Strange Circus
J 2005
[R: Sion Sono; D: Masumi Miyazaki, Issei Ishida, Rie Kuwana; Rapid Eye Movement]
28.02.2007, 16:21, Text:
Martin Riemann
Nachdem Geschichten über Flüche und langhaarige Rachegeister im japanischen Horrorkino etwas über Gebühr beansprucht wurden, wendet man sich dort seit einiger Zeit wieder einem besonders traditionsreichen Subgenre zu: dem Ero guro. Das heißt grotesken Geschichten, die auf ungewöhnliche Weise Sexualität, Perversion und Gewalt vermischen.
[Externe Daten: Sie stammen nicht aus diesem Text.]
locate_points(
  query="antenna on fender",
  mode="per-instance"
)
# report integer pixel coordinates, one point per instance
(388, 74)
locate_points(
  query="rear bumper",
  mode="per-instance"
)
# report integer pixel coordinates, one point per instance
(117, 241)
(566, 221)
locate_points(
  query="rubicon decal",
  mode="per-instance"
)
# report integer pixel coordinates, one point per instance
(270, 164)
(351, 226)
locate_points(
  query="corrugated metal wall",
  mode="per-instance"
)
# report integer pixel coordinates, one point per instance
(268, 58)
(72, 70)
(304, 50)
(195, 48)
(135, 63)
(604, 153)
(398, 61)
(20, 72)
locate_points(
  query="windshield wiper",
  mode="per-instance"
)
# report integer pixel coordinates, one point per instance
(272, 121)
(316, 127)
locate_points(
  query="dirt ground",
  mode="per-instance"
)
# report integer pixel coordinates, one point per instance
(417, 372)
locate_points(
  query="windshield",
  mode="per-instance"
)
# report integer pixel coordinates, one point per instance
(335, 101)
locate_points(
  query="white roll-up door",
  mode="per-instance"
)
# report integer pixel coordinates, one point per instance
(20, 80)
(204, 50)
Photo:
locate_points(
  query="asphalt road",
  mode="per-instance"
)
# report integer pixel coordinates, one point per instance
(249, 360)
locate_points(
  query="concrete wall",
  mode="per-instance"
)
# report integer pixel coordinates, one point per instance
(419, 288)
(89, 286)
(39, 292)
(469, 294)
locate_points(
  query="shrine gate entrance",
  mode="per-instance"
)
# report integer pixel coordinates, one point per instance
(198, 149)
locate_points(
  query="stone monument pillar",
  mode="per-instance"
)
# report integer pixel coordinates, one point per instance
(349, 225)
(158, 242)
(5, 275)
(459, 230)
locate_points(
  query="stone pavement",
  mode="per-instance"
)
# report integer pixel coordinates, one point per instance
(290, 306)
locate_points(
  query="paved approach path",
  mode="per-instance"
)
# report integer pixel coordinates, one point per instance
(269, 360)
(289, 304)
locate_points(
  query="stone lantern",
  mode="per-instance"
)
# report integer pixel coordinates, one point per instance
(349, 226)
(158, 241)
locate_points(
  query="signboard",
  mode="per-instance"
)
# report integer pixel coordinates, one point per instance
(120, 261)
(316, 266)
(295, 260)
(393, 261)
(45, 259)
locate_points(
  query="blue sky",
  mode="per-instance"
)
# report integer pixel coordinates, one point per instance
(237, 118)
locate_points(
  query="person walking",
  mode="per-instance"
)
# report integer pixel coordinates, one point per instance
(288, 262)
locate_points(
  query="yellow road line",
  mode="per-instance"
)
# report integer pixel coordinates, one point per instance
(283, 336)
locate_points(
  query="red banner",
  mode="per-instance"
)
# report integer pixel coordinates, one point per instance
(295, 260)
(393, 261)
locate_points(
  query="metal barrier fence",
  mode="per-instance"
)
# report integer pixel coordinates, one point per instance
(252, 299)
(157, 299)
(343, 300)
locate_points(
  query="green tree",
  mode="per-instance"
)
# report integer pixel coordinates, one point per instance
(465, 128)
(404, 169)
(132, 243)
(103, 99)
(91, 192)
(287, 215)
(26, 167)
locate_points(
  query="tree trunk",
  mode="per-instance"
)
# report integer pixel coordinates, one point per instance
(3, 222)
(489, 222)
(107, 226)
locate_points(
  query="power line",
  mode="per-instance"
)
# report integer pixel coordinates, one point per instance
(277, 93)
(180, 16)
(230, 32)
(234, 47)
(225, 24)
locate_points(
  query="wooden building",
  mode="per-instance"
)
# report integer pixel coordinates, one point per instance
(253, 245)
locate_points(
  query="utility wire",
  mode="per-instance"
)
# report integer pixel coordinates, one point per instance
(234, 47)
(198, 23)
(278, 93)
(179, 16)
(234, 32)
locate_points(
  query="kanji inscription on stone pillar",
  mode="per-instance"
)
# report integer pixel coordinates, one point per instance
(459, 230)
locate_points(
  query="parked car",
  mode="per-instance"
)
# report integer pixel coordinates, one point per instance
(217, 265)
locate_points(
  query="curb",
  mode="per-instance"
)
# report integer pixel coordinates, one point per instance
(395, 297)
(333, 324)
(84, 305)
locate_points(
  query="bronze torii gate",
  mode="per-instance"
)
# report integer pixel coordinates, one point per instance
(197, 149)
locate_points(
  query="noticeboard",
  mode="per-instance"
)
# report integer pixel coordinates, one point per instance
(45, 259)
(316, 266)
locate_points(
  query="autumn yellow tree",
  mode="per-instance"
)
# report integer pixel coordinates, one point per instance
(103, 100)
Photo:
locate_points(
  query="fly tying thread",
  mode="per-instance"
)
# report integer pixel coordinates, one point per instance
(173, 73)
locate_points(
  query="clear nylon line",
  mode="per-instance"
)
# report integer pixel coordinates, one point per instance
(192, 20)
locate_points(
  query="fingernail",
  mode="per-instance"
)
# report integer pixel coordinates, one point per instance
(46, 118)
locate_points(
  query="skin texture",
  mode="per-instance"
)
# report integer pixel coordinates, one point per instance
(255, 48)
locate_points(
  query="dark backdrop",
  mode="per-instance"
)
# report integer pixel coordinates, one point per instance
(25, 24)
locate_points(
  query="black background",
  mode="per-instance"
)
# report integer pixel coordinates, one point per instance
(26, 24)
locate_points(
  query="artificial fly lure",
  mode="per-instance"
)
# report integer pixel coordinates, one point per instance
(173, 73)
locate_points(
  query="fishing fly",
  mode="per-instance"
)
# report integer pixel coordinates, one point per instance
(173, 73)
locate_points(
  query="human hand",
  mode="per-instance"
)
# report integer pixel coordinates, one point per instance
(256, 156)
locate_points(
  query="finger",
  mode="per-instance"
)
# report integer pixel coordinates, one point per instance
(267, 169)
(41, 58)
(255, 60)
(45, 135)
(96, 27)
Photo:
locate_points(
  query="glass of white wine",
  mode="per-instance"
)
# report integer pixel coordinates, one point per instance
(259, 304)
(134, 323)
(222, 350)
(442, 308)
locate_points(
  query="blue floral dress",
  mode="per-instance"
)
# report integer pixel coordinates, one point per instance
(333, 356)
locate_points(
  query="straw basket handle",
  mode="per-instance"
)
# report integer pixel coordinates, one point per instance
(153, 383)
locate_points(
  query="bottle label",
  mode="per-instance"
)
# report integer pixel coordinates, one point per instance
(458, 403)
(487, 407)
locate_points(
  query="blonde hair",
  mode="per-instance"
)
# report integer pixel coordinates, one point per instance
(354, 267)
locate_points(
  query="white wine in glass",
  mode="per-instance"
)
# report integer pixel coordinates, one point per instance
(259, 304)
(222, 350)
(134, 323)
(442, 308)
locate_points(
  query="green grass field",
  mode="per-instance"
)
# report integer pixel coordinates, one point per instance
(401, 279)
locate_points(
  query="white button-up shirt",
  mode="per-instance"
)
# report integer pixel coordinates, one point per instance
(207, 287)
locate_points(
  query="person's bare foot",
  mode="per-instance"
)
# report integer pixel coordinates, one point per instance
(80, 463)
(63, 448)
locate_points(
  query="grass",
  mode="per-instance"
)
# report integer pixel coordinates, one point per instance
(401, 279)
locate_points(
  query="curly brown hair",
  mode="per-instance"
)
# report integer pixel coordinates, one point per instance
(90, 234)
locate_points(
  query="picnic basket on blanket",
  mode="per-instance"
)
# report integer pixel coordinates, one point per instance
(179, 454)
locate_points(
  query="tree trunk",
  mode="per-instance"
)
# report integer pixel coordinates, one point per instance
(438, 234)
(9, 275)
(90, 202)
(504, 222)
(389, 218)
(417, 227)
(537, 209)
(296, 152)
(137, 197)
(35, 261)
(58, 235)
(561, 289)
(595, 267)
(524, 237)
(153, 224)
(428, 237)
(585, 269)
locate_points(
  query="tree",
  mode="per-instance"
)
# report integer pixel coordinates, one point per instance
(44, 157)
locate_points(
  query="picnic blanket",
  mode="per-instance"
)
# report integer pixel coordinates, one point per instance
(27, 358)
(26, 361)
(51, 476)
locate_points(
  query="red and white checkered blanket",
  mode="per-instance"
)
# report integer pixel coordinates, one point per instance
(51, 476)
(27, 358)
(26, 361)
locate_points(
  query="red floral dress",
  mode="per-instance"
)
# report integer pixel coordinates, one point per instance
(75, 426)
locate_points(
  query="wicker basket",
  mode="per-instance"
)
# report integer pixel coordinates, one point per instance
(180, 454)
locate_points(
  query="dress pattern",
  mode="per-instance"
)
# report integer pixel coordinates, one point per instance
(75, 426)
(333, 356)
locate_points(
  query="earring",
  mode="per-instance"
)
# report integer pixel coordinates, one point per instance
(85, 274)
Wie in “Strange Circus”.
Mitsuko, die Tochter eines strengen Schuldirektors, wird von ihrem Vater sexuell missbraucht (wichtigstes Requisit: ein Cellokasten!) und von ihrer Mutter aus Eifersucht schwer misshandelt. Das alles erfährt man aus dem neuen Buch der scheinbar gehbehinderten Bestsellerautorin Taeko, die so verrückt ist, dass sie Nudeln mit der Hand verzehrt, dabei lacht und sich das Gesicht mit Soße beschmiert. Als sie den androgynen Yuji als Assistenten einstellt, beginnen die Grenzen zwischen Realität und Literatur zu verschwimmen.
Sion Sonos knallbunter Bilderreigen um Kindesmissbrauch und Persönlichkeitsverschiebung dürfte mit seiner Drastik und der wirren Struktur für viele Zuschauer eine Herausforderung darstellen. Dabei gestaltet es sich nicht gerade zum Vorteil, dass man hinter den breit ausgewalzten Tabubrüchen und der arg gewollten Seltsamkeit des Films nicht viel finden wird. Aber so ist eben das Ero-guro-Genre. Der Deckmantel gesellschaftlicher Relevanz dient ihm nur, um dem geneigten Fan mit dem hanebüchensten Unsinn die nötigen Kicks zu verschaffen.